[racket] data mining business information on web sites w/Racket
Oh yeah, I forgot to mention backing off and such.
When I first did Web crawling of particular sites around 10 years ago
with PLT Scheme, I had to schedule my visits with delays so as not to
abuse the site. There was a random component to the scheduling, too.
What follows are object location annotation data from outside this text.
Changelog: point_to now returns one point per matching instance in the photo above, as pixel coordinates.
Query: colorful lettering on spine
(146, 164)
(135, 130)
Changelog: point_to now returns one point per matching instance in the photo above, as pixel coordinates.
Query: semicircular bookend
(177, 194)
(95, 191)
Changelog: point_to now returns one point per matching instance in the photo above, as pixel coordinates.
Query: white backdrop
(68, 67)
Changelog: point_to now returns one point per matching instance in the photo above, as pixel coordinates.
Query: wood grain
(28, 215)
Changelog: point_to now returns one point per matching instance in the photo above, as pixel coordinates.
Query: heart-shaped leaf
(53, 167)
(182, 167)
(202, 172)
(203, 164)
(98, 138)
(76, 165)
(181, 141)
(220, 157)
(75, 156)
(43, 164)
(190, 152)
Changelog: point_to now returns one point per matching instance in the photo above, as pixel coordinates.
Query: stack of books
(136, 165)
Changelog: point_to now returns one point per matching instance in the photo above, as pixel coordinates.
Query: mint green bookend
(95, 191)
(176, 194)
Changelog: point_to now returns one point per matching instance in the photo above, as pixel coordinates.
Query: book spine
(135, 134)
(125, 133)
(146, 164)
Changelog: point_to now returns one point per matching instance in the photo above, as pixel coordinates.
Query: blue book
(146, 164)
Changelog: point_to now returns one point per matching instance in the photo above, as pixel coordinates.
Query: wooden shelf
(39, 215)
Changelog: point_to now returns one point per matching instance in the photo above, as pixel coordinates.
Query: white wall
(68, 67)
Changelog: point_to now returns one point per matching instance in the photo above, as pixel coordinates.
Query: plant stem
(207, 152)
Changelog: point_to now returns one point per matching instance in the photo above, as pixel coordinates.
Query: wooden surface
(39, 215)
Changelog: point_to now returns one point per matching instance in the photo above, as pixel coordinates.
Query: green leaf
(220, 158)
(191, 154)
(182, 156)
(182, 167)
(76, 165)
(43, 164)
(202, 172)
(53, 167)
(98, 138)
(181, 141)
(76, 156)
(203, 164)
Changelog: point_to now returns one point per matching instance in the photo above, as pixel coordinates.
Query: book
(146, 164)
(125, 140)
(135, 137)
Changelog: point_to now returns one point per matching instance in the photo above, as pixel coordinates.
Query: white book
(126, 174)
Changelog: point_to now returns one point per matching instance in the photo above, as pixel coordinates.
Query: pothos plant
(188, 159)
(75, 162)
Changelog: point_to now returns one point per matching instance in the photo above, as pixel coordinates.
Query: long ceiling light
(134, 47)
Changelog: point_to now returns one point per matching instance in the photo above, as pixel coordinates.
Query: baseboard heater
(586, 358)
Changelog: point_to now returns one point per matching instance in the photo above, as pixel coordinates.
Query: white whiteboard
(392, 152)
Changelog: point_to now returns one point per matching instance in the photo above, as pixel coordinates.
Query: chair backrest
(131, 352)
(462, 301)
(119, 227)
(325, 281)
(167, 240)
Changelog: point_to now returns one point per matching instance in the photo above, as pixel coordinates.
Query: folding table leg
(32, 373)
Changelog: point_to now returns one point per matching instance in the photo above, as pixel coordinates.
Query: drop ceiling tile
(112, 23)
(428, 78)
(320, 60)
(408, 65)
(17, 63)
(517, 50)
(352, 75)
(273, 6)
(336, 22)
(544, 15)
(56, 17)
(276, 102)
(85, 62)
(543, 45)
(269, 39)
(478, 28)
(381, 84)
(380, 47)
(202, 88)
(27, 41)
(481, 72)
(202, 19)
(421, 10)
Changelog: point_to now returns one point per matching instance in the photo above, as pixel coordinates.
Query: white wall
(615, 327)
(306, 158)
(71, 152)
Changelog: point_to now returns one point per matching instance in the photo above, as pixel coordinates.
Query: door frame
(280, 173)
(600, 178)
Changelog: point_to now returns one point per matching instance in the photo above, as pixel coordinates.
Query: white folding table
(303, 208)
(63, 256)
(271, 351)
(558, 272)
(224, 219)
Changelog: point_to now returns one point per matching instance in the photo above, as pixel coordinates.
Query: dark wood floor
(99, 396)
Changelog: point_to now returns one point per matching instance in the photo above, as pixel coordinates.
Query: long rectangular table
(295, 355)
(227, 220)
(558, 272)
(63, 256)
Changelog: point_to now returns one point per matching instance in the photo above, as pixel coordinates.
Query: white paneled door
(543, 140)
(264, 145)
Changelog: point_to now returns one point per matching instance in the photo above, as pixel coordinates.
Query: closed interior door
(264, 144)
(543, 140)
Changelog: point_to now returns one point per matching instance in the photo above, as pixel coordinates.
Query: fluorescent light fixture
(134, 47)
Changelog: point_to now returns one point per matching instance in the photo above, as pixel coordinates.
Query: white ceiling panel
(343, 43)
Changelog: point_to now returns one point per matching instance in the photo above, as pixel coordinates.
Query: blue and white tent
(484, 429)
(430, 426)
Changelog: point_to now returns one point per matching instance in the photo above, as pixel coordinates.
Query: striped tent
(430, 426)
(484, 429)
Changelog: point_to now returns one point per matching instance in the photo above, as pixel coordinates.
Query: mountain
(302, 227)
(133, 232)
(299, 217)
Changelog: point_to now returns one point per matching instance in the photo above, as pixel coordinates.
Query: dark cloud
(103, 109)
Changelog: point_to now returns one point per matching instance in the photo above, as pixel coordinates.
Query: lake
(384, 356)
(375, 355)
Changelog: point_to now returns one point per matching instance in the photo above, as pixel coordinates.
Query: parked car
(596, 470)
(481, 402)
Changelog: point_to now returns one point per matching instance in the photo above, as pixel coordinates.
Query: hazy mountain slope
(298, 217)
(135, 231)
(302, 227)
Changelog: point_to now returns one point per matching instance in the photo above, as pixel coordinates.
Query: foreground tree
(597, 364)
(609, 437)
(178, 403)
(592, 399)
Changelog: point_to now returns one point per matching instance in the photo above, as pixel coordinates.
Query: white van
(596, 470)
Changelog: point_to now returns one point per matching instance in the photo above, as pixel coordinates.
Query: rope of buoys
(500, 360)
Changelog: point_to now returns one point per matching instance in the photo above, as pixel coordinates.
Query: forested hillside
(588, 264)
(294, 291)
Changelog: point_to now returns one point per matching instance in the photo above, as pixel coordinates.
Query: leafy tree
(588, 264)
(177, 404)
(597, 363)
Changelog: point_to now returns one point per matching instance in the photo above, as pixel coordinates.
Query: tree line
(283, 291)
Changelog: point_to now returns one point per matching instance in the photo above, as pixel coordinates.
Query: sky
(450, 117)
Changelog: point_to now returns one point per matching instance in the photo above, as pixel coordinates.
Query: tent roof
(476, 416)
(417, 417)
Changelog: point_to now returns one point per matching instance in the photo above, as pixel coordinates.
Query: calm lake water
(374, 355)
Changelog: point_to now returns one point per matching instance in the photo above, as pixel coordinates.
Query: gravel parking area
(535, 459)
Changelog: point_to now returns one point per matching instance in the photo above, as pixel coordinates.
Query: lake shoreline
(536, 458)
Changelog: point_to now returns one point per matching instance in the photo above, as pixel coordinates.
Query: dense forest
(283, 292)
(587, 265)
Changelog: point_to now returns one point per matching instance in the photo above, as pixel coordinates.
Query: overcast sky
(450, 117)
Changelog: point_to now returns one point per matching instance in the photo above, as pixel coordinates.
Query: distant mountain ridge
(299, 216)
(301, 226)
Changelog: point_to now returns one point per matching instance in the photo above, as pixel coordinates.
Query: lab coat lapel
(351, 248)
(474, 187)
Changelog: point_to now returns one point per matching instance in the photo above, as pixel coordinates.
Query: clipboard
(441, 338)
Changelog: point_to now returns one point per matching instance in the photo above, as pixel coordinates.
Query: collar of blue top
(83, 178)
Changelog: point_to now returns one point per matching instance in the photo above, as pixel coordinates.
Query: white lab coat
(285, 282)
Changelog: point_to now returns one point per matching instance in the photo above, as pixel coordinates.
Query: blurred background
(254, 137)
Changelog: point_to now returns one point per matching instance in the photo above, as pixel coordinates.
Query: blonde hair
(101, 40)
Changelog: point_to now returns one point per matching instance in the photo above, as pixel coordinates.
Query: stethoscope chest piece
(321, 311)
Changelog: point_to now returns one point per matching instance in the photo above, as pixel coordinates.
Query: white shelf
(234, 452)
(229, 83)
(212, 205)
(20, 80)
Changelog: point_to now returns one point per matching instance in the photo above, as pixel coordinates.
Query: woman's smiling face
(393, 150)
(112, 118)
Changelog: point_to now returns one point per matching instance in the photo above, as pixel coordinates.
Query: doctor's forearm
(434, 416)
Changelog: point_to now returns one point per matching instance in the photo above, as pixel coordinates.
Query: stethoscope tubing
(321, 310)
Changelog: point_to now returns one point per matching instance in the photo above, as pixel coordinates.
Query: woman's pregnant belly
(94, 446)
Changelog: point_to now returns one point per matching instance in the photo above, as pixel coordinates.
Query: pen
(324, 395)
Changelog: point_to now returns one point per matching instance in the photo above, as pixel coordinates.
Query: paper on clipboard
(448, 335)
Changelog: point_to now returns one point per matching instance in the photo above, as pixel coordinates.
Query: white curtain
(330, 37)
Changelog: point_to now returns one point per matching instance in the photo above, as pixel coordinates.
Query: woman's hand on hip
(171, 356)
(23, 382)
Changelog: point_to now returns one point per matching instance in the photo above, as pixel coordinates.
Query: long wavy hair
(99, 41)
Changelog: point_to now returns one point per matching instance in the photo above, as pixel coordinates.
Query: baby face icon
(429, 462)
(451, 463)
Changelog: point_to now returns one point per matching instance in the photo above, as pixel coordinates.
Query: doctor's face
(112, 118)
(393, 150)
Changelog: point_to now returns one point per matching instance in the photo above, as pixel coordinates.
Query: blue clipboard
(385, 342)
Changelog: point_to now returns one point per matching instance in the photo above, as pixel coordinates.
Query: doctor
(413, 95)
Note that an off-the-shelf tool might not necessarily work
satisfactorily for scraping. In one case, I also had to emulate the 2-
or 3-click path that a human user would take through the site to get to
the information, because their URLs (and the info behind them!) would
change potentially a few times a minute. (Any anti-crawler mechanisms
on this particular site were intended to thwart content-stealing
competitors, not me.) So, if you find you need natural sequencing for
time-sensitive HTTP requests within your scheduling, like I did, and you
can think of a really easy way to do that, you might find it more
expedient to hack up exactly what you need, rather than evaluate a bunch
of off-the-shelf frameworks to see whether any of them will do what you
need.
Noel Welsh wrote at 03/18/2011 05:06 PM:
> It should be fine. Hundreds of sites is not really that many. You just
> need to have backoffs etc. to avoid getting blacklisted. Using sync
> and friends would make implementing this easy.
>
--
http://www.neilvandyke.org/